Valentina tentò di smorzare: — Non lo facciamo apposta, credevamo che ve la passaste bene…

— Ce la passiamo bene perché lavoriamo! — le tagliò la parola. — Sergej fa dodici ore al giorno, io ho due lavori. Niente vacanze da tre anni per mettere da parte i soldi dei lavori in casa. E voi vi lamentate di non avere i soldi per partire…
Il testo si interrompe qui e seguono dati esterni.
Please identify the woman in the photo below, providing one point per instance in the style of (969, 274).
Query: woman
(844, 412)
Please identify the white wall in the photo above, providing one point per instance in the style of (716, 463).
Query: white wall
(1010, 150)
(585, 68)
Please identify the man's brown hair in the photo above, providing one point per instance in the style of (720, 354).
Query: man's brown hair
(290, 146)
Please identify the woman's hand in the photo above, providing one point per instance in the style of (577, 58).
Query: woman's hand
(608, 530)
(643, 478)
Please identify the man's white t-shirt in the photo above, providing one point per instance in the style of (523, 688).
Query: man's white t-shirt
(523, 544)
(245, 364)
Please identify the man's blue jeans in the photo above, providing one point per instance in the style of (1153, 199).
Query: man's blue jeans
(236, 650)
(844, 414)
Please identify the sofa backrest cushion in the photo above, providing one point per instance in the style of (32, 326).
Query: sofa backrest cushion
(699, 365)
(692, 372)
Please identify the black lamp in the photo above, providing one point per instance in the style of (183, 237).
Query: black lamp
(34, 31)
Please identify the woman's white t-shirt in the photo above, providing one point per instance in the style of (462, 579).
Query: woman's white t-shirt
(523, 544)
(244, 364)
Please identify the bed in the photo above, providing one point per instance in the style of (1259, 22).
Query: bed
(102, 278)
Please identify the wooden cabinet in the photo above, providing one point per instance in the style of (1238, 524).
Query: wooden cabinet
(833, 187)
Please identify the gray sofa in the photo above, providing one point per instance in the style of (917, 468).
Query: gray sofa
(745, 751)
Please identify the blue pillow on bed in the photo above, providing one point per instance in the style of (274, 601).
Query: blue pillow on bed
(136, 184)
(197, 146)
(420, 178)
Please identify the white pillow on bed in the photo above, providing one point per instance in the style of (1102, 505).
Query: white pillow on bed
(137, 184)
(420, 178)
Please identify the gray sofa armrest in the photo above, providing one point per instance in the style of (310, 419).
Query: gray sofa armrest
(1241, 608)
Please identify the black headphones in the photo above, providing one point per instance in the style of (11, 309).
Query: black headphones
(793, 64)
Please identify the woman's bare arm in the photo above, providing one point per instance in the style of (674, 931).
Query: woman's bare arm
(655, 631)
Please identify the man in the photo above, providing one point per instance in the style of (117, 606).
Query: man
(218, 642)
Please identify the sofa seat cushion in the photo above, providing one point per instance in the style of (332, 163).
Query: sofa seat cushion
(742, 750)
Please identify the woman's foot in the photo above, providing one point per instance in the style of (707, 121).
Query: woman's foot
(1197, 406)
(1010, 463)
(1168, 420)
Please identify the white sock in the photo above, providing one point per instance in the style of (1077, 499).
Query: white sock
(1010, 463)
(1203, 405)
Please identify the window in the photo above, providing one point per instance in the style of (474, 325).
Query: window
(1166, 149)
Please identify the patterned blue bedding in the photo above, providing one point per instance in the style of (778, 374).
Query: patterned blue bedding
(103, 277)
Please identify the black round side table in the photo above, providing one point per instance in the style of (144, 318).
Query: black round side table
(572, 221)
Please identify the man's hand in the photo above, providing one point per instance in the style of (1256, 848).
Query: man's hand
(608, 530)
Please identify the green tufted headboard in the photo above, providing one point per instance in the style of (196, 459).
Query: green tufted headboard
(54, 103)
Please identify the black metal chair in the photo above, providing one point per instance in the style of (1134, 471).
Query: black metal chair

Poi puntò Irina: — Ti ricordi quando sei venuta piangendo perché Maksim non aveva vestiti per la scuola? Abbiamo comprato giubbotto, zaino e scarpe. Una settimana dopo eri in Turchia.

Irina arrossì: — Ci hanno pagato il viaggio i genitori di Viktor…

— Ah sì? Ma le uniformi no? Loro, evidentemente, sanno distinguere tra necessità e capricci.

Maksim, ingenuo, chiese: — Mamma, ma papà non guadagna quasi quanto lo zio Sergej?

Irina lo fulminò: — Zitto!

— No, lascialo parlare — disse Elena. — Forse merita di sapere come vengono spesi i soldi in questa casa.

Viktor serrò le labbra, ma tacque.

— Bene, ascoltate tutti — concluse Elena. — Qui avete cibo per tre mesi, vestiti, stoviglie e detersivi. Valore: circa trentamila rubli. È l’ultimo regalo che ricevete da noi.

— Sergej lo sa? — urlò Irina.

— Certo che lo sa. Era stanco quanto me. Solo che non trovava il coraggio di dirvelo. Io, invece, ce l’ho.

— Come osi! — si indignò Valentina.

— Vi dà forse diritto il fatto di essere sua madre a vivere a nostre spese? Avete sessantadue anni e buona salute: trovatevi un lavoro o imparate a gestire la pensione.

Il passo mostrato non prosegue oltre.